Before deciding who gets what portion of an estate, one should consider any factors that may affect the amount of money or assets available when planning the future of their finances. This includes any debt, final income tax payments and funeral and estate expenses. In many cases, the estate administrator may need to sell some assets to cover these claims against the estate.
After determining the remaining amount after expenses, the person may wish to make charitable contributions to reduce the total taxable estate. Estates valued over $5.34 million must pay federal estate tax as of 2014, but this limit changes over time. Some states have additional estate taxes along with this.
The next step is determining how much of the remainder of the estate goes to a spouse, children and other heirs. It is important to pay attention to any tax liabilities the beneficiaries will face from this and create the plan accordingly. Many people create a plan that minimizes the total amount of tax that the IRS collects from the estate to maximize the beneficiaries' inheritance.

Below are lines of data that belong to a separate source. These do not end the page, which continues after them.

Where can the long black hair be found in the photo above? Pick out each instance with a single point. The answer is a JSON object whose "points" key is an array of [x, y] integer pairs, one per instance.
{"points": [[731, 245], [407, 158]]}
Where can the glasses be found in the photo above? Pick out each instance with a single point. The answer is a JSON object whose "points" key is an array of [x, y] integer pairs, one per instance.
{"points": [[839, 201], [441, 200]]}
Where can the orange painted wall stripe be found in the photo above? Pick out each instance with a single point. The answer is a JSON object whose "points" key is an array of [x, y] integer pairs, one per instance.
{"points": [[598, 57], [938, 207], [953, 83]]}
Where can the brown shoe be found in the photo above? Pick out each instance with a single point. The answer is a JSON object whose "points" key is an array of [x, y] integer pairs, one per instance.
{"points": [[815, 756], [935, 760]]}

Many people do not like to think about estate planning because they believe that they do not have enough assets to worry about or they have plenty of time to make decisions. However, anything can happen at any time, so it is important for people to always have a plan in place.
Even if a person only owns a few items of value, a will or trust could place those items in the right hands in the event that anything happens. When a person does not have an estate plan in place, that person's wishes may differ from how the court could handle the estate.